Nous en sommes aujourd’hui à 7 semaines de confinement. Comment allez-vous ? Parvenez-vous à vous habituer à cette nouvelle situation ?

Compte tenu des circonstances, ça va bien. Je tente de trouver un équilibre entre une famille avec des enfants scolarisés qui, pour le moment, sont instruits à la maison, et une journée remplie de vidéoconférences. Les journées sont longues, mais avec le grand avantage que je n’ai plus pu passer tant de temps avec ma famille depuis des lustres. 

Une partie du job est parfaitement faisable de chez moi, notamment tout ce qui est technique : créer des présentations, faire des analyses ou rédiger des rapports de situation. Néanmoins, les brins de causette autour de la cafetière électrique, les signaux subtils des collègues et les discussions en tête-à-tête permettant de se regarder droit dans les yeux s’avèrent irremplaçables. C’est ce qui me manque très certainement et j’en retire mon énergie professionnelle.


Quid lorsqu’il vous reste un peu de temps en dehors du boulot et de la famille ?

Alors, je me divertis en tentant d’améliorer mon jeu de guitare médiocre et en faisant un peu de jardinage. 

Le virus a un impact sur de nombreux secteurs d’entreprise. À vos yeux, quelles sont les branches qui prennent le plus de coups ?

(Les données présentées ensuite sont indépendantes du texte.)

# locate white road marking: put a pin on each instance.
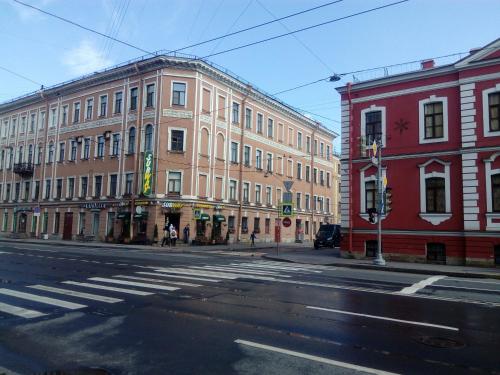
(420, 285)
(384, 318)
(18, 311)
(178, 276)
(41, 299)
(158, 281)
(73, 293)
(105, 287)
(133, 283)
(314, 358)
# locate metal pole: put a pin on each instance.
(379, 260)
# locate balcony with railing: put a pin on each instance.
(23, 169)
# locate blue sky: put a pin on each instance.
(49, 51)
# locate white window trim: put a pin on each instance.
(435, 218)
(421, 119)
(490, 215)
(184, 130)
(172, 94)
(486, 112)
(362, 190)
(373, 108)
(167, 180)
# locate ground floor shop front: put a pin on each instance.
(144, 220)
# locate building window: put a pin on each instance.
(495, 192)
(236, 113)
(62, 151)
(234, 152)
(260, 121)
(179, 94)
(177, 140)
(84, 187)
(494, 111)
(174, 182)
(129, 179)
(256, 224)
(74, 146)
(112, 185)
(258, 192)
(59, 188)
(86, 148)
(150, 95)
(246, 155)
(118, 102)
(71, 187)
(435, 195)
(270, 128)
(131, 140)
(97, 186)
(133, 98)
(47, 189)
(248, 118)
(116, 145)
(258, 159)
(100, 146)
(76, 112)
(370, 195)
(103, 105)
(246, 190)
(90, 109)
(232, 190)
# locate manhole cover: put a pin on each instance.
(440, 342)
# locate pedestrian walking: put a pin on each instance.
(186, 234)
(173, 236)
(252, 238)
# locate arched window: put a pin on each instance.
(148, 138)
(131, 140)
(30, 153)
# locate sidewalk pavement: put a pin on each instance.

Les voyages, le détail et l’automobile souffrent particulièrement beaucoup ces temps-ci. Par contre, certains autres secteurs font de bonnes affaires, comme diverses catégories de CPG : les produits ménagers, les produits alimentaires, etc. Les détaillants en ligne tournent toutefois aussi à plein régime. Une série de fabricants de produits de consommation maintiennent les investissements au même niveau et il y en a même qui, en ce moment, augmentent leurs investissements.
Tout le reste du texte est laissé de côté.